Super Bowl IX! Although the Vikings lost to Pittsburgh 16-6, this team outlasted the Rams 14-10 in the NFC Championship Game to get there. This was the second of 3 Super Bowl appearances in a 4 year span after drafting Chuck Foreman, from The [[_]], and acquiring Fran Tarkenton in a trade from the Giants.
This was the Purple People Eaters at their best. John Gilliam was a tremendous deep threat, Carl Eller, Jim Marshall, Alan Page (NFL MVP in ’71), and Gary Larsen were still the best front four in football and were in the midst of a division dominance that ruled the NFC Central for the better part of 8 years.
They didn’t win the Super Bowl but still had a hell of a run and should have more Hall of Famers off of that team: Jim Marshall and Chuck Foreman. Foreman was as dominant a RB in the mid 70s as any. He carried the Vikings to 3 Super Bowls in 4 years and was a leading receiver out of the backfield. He was Marshall Faulk, Thurman Thomas, and Marcus Allen before they were and in a bigger body. One game that ruined his legacy was in of all places Buffalo to end the 1975 season.

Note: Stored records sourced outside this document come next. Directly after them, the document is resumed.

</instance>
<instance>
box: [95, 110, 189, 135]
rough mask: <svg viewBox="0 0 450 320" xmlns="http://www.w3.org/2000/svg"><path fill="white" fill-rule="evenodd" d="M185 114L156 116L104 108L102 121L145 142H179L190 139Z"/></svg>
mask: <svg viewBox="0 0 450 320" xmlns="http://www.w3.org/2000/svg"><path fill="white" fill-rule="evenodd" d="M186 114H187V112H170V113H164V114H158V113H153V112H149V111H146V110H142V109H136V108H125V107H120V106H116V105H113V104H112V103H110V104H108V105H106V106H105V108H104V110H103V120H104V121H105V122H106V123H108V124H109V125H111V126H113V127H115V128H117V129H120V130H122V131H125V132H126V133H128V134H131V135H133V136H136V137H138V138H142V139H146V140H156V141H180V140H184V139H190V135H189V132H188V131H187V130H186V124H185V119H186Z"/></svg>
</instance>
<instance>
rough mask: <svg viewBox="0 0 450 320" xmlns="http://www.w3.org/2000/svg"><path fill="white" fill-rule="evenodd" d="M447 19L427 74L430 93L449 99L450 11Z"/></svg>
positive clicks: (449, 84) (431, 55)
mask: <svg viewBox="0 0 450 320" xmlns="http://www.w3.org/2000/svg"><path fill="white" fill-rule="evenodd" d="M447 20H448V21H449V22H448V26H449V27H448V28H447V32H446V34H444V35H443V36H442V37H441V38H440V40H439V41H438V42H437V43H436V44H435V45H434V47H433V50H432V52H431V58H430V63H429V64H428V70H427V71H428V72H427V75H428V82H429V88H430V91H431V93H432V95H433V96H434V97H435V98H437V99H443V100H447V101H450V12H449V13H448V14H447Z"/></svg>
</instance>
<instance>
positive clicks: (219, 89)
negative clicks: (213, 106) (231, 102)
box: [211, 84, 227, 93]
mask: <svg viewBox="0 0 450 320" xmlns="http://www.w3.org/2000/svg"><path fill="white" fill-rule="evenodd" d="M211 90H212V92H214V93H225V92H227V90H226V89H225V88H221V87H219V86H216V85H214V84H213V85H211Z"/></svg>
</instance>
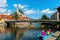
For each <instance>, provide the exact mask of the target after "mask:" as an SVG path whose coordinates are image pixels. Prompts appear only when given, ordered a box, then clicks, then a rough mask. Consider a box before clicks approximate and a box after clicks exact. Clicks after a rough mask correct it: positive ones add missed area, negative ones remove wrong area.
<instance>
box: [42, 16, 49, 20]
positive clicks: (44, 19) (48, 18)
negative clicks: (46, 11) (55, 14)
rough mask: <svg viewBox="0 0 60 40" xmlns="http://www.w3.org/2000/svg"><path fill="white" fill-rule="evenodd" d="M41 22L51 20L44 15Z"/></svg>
mask: <svg viewBox="0 0 60 40" xmlns="http://www.w3.org/2000/svg"><path fill="white" fill-rule="evenodd" d="M41 20H49V17H47V16H46V15H43V16H42V18H41Z"/></svg>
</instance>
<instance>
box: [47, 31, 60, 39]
mask: <svg viewBox="0 0 60 40" xmlns="http://www.w3.org/2000/svg"><path fill="white" fill-rule="evenodd" d="M59 34H60V31H56V32H55V33H54V34H53V35H52V36H51V37H49V38H47V39H46V40H55V39H56V38H57V37H58V36H59Z"/></svg>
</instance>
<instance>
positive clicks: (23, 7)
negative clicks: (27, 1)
mask: <svg viewBox="0 0 60 40" xmlns="http://www.w3.org/2000/svg"><path fill="white" fill-rule="evenodd" d="M13 6H14V7H15V8H17V6H18V8H20V9H23V8H26V7H28V6H27V5H22V4H14V5H13Z"/></svg>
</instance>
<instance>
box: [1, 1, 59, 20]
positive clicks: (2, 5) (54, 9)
mask: <svg viewBox="0 0 60 40" xmlns="http://www.w3.org/2000/svg"><path fill="white" fill-rule="evenodd" d="M17 5H18V7H19V9H21V10H22V11H23V12H24V14H25V15H27V16H28V17H30V18H34V19H39V18H41V17H42V15H43V14H45V15H47V16H48V17H50V16H51V15H52V14H53V13H55V12H56V9H55V8H57V7H59V6H60V0H0V14H8V15H9V14H10V13H13V12H14V11H16V8H17Z"/></svg>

In the same game where Fran Tarkenton threw for his 291st career touchdown pass to move ahead of Johnny Unitas, Chuck Foreman and OJ Simpson were putting on a clinic and were both after the NFL all time touchdown records for a season. Well Chuck got 4 to OJ’s 3 but OJ finished with 23TDs to Chuck’s 22 to set the record.
Problem was Chuck had to leave the game after getting hit in the face with a snowball when he scored his 4th touchdown in the 4th quarter…had he scored a 5th he would have tied OJ for the single season touchdown record of 23 that would be later broken by John Riggins (24 in 1983) and an all time record may have garnered him some votes.
Yet Bud Grant’s team was aging having made their 3rd title appearance in 6 years. They were in the middle of a historic run when you look back on it. Those title losses could have reshaped history. Had they won Super Bowl IV against KC, it would have made the Jets win in the season before, a total fluke. The score would have been NFL3 to AFL1 in Super Bowl competition.
They would have kept Don Shula’s Dolphins from becoming a dynasty in VIII and would have stopped an emerging Steeler team in IX. However once they fell to the Steelers, you had to wonder if it was in their psyche to underplay in championship competition.
They had to look at Super Bowl IX and feel they gave one away.